Thursday, January 5, 2012

The American Dream Co-Opted By Pesky Foreigners

Today marks my re-entry into blogging after a several month long hiatus for a number of personal reasons. Didn't feel like doing it, so I didn't. I figured if my heart wasn't in it, then there was really no point. That being said, I'm glad to be back on (off?) the wagon. It's a new year - an election year no less - and there is bound to be an innumerate amount of issues to write about and discuss.

Issues like this one:
But many researchers have reached a conclusion that turns conventional wisdom on its head: Americans enjoy less economic mobility than their peers in Canada and much of Western Europe. The mobility gap has been widely discussed in academic circles, but a sour season of mass unemployment and street protests has moved the discussion toward center stage.
[...]
At least five large studies in recent years have found the United States to be less mobile than comparable nations. A project led by Markus Jantti, an economist at a Swedish university, found that 42 percent of American men raised in the bottom fifth of incomes stay there as adults. That shows a level of persistent disadvantage much higher than in Denmark (25 percent) and Britain (30 percent) — a country famous for its class constraints.
[...]
While liberals often complain that the United States has unusually large income gaps, many conservatives have argued that the system is fair because mobility is especially high, too: everyone can climb the ladder. Now the evidence suggests that America is not only less equal, but also less mobile.
[...]
In 2006 Professor Corak reviewed more than 50 studies of nine countries. He ranked Canada, Norway, Finland and Denmark as the most mobile, with the United States and Britain roughly tied at the other extreme. Sweden, Germany, and France were scattered across the middle.
Read the whole thing. As the article says, the issue isn't that people don't have money or decent paying jobs (although that is obviously a separate issue) but rather that the American Dream is under assault. That is, it is increasingly statistically difficult, if not impossible, to be born in one economic strata and be able to move to a higher one through sheer force of will and hard work. That was the essence of the American Dream - that anyone that played by the rules and had an exceptional work ethic could become upper middle class, or at least significantly better themselves. Not so anymore, at least in most cases. That fairy tale has been left behind in our collective rear view mirror in the 1950s. And don't be fooled by the financial crisis/recession - this has been decades in the making. 
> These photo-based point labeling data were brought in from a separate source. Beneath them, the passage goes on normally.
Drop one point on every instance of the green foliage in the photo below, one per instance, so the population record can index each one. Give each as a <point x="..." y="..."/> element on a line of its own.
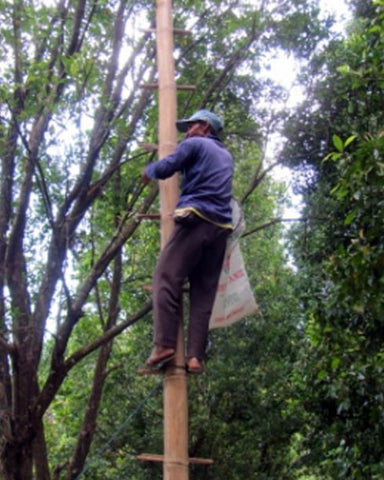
<point x="339" y="253"/>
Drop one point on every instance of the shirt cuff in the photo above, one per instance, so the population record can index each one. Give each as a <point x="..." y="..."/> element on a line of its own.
<point x="150" y="170"/>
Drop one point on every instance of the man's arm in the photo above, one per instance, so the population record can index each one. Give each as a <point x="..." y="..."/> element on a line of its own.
<point x="174" y="162"/>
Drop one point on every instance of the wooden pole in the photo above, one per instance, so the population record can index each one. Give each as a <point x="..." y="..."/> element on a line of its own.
<point x="175" y="465"/>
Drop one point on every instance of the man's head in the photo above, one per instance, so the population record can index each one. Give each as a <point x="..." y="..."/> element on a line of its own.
<point x="201" y="123"/>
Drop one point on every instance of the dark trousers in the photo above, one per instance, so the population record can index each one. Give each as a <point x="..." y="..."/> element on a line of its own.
<point x="195" y="251"/>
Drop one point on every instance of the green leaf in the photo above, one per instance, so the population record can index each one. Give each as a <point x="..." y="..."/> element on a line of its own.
<point x="349" y="218"/>
<point x="338" y="143"/>
<point x="349" y="140"/>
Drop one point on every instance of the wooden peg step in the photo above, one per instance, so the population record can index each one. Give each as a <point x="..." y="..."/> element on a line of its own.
<point x="155" y="86"/>
<point x="159" y="371"/>
<point x="148" y="216"/>
<point x="149" y="457"/>
<point x="150" y="147"/>
<point x="177" y="31"/>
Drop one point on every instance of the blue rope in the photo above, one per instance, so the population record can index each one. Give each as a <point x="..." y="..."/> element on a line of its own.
<point x="121" y="428"/>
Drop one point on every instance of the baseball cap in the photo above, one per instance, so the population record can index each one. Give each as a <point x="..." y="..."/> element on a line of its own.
<point x="201" y="115"/>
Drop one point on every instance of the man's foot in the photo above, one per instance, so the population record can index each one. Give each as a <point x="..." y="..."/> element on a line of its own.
<point x="160" y="356"/>
<point x="194" y="365"/>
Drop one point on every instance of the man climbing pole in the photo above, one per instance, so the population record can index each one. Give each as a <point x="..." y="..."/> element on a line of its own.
<point x="196" y="248"/>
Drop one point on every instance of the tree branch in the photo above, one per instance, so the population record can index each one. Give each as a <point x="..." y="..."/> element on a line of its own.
<point x="274" y="222"/>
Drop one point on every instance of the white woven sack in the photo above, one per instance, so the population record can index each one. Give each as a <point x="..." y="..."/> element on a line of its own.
<point x="234" y="298"/>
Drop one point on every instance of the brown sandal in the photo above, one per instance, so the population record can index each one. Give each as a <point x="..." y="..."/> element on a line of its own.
<point x="194" y="366"/>
<point x="158" y="359"/>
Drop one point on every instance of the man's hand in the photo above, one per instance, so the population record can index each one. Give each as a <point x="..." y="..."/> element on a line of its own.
<point x="144" y="177"/>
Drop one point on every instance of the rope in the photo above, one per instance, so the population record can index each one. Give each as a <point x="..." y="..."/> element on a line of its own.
<point x="120" y="429"/>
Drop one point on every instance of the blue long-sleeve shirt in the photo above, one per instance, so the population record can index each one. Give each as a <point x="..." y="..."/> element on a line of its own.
<point x="207" y="169"/>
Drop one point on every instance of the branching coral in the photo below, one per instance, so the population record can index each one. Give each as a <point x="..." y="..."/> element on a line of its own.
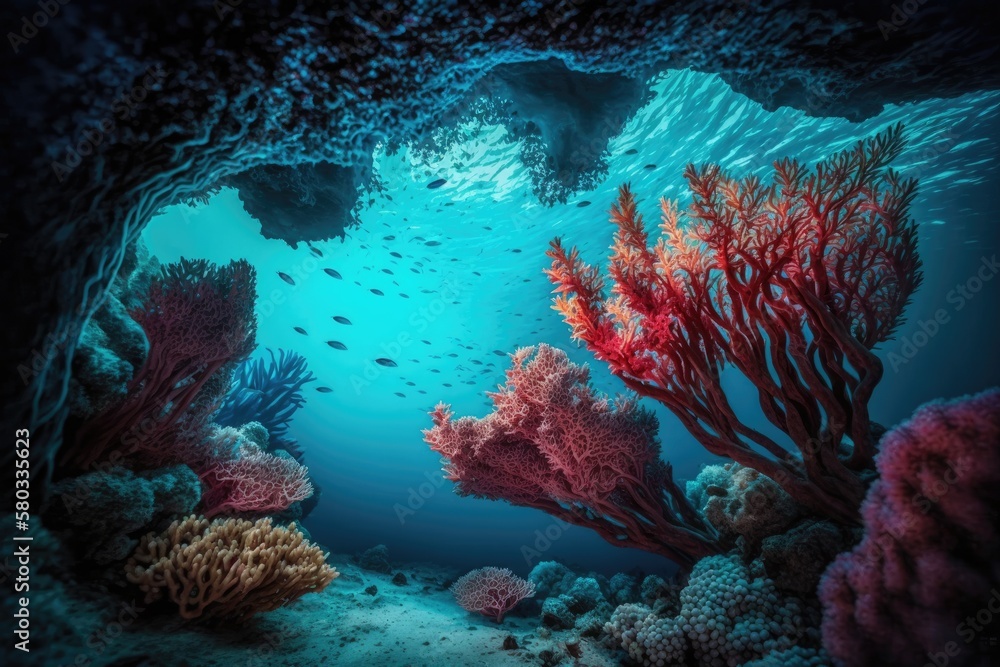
<point x="268" y="392"/>
<point x="554" y="444"/>
<point x="931" y="552"/>
<point x="792" y="284"/>
<point x="256" y="482"/>
<point x="228" y="568"/>
<point x="199" y="320"/>
<point x="491" y="591"/>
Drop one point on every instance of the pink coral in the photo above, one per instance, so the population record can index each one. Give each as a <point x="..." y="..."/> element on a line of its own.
<point x="554" y="444"/>
<point x="931" y="551"/>
<point x="791" y="283"/>
<point x="491" y="591"/>
<point x="199" y="320"/>
<point x="255" y="483"/>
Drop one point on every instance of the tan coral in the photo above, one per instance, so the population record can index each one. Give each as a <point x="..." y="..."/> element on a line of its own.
<point x="228" y="568"/>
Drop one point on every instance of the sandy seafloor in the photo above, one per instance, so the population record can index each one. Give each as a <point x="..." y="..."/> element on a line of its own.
<point x="414" y="625"/>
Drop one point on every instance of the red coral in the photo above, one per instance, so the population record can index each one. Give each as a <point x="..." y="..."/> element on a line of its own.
<point x="931" y="551"/>
<point x="255" y="483"/>
<point x="553" y="444"/>
<point x="199" y="321"/>
<point x="491" y="591"/>
<point x="792" y="284"/>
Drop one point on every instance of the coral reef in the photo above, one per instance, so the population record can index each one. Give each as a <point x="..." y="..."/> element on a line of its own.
<point x="227" y="568"/>
<point x="930" y="556"/>
<point x="491" y="591"/>
<point x="553" y="444"/>
<point x="268" y="392"/>
<point x="255" y="482"/>
<point x="112" y="345"/>
<point x="792" y="284"/>
<point x="100" y="512"/>
<point x="743" y="505"/>
<point x="323" y="80"/>
<point x="728" y="616"/>
<point x="199" y="320"/>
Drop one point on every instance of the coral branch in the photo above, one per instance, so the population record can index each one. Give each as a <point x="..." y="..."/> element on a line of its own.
<point x="792" y="284"/>
<point x="199" y="320"/>
<point x="552" y="443"/>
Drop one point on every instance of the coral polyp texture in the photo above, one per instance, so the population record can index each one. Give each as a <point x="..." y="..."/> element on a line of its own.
<point x="491" y="591"/>
<point x="792" y="284"/>
<point x="228" y="568"/>
<point x="199" y="321"/>
<point x="268" y="392"/>
<point x="255" y="482"/>
<point x="554" y="444"/>
<point x="930" y="558"/>
<point x="728" y="617"/>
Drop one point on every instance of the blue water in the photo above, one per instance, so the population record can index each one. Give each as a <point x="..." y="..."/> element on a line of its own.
<point x="363" y="442"/>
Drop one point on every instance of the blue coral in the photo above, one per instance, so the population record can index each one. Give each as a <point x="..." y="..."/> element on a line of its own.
<point x="268" y="392"/>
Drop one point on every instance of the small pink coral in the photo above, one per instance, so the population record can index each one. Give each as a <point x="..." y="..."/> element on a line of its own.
<point x="491" y="591"/>
<point x="256" y="482"/>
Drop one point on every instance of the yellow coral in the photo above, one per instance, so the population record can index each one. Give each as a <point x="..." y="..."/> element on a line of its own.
<point x="228" y="568"/>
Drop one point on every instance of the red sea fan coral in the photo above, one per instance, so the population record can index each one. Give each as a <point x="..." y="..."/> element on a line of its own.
<point x="255" y="483"/>
<point x="792" y="284"/>
<point x="554" y="444"/>
<point x="491" y="591"/>
<point x="910" y="592"/>
<point x="199" y="321"/>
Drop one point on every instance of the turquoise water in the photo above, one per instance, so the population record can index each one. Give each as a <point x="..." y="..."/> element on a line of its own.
<point x="480" y="289"/>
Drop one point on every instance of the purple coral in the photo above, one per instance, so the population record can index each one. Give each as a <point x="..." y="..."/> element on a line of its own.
<point x="931" y="551"/>
<point x="199" y="320"/>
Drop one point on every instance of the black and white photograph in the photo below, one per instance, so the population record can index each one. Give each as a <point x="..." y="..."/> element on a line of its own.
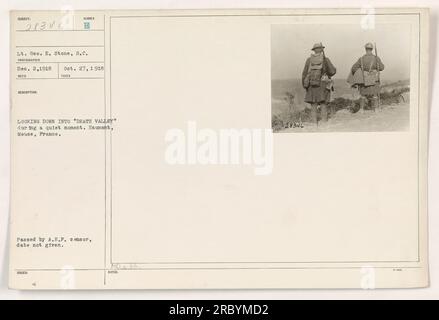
<point x="342" y="77"/>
This is what happens when the de facto economic policy of the US is wildly tilted towards the highest echelons of the economic ladder in hopes that magical fairies and wildly generous and wealthy benefactors will trickle down their gains and table scraps to the rest of us. You'll note that the common denominator here is that the countries in the article with superior economic mobility do not subscribe to such fantasies. They have higher taxes on the high earners/wealth (sorry - the job creators) and don't believe in the infantile fallacy that if you give the wealthy shit for free, they give it away to the rest of us and make it rain because they are just that generous.

Occupy Wall Street is a start, and a good one at that. And people outside the movement are even starting to catch on - despite the abject failure of Washington and both political parties (with heavier blame on the GOP), public opinion wildly favors progressive economic policies. And I would venture to guess that a solid majority of the country would be very pleased with the results of a true progressive tax code and higher taxation on those who have done well if they would simply remove their heads from their collective asses and realize that they themselves are a part of the very statistics that this article details. This is what the 2012 election should be about (but probably won't be). Hopefully this dialog will continue into the future. Our political overlords would be incredibly stupid to ignore the dialog that OWS has started.